Il est de bon ton, dans la bien-pensance européenne et particulièrement française, de dénigrer la Russie. Il est vrai que ce pays, dans sa politique intérieure en infraction totale avec le politiquement correct des 28 européens, se démarque complètement de celles menées par ces derniers.
On le voit tous les jours avec les commentaires accompagnant l’arrivée, pas toujours désirée du grand public, des « migrants » appelés par les journalistes en cour sur un ton très protecteur« réfugiés ». Le Point, sous la plume de Michel Colomès, vient de se signaler en développant l’antienne de la « pitoyable » démographie russe (1).
Alexandre Latsa, contributeur régulier de Polémia et grand connaisseur de la Russie et de son peuple, pour vivre à Moscou depuis de nombreuses années, répond à l’hebdomadaire. On trouvera en notes toutes les références nécessaires à son argumentation.
Polémia
La question de la démographie russe a durant la dernière décennie été l’une des thématiques les plus fréquemment associées à l’effondrement inévitable de la Russie, un effondrement prophétiquement annoncé en 2001 par un Américain vivant et travaillant en Russie (2).
Par inertie et sans doute surtout par manque de recherches sérieuses et documentées, la thèse de l’effondrement démographique du pays s’est répandue au sein du mainstream médiatique et au sein des différents instituts d’analyse stratégiques, hormis l’IRIS qui a publié en 2011 une note d’analyse prévisionnelle à contre-courant mais qui avec le temps s’avère totalement juste (3).
Le catastrophisme accompagnant l’évolution démographique russe a pourtant de façon incompréhensible continué alors même que dès l’année 2000, le nombre de naissances ré-augmentait et que dès 2005 le nombre de décès diminuait.
Le lancement en 2005 d’une grande politique composée d’un volet financier (versements d’allocations importantes) et moral (promotion de la famille traditionnelle et incitation forte à faire des enfants) achevait le renversement de la situation démographique du pays au-delà de toutes les prévisions les plus optimistes.

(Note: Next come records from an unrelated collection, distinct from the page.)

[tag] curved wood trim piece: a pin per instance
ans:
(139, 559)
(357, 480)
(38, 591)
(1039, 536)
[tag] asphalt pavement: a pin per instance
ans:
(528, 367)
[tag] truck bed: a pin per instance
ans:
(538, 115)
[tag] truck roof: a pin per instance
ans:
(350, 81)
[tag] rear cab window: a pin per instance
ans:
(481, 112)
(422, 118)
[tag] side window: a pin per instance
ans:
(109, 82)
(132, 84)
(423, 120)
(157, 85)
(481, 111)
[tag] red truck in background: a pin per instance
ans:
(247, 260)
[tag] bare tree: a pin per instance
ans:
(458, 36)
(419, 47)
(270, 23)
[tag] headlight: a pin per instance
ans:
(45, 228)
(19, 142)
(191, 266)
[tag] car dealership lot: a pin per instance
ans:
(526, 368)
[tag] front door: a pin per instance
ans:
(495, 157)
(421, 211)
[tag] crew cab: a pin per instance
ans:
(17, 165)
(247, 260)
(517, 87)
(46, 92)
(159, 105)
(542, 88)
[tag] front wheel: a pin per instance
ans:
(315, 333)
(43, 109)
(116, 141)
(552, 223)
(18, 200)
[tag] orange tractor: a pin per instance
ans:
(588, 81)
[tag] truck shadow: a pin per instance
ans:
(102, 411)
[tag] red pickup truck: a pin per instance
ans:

En conséquence la baisse continue des avortements et du nombre de décès pour causes extérieures (alcools, suicides, accidents de la circulation…) ainsi que la diminution de la mortalité infantile traduisaient l’amélioration des infrastructures médicales et par conséquent la rapide normalisation de la situation sanitaire et démographique du pays. Une normalisation qui n’a visiblement échappé qu’aux « experts » et autres « spécialistes ».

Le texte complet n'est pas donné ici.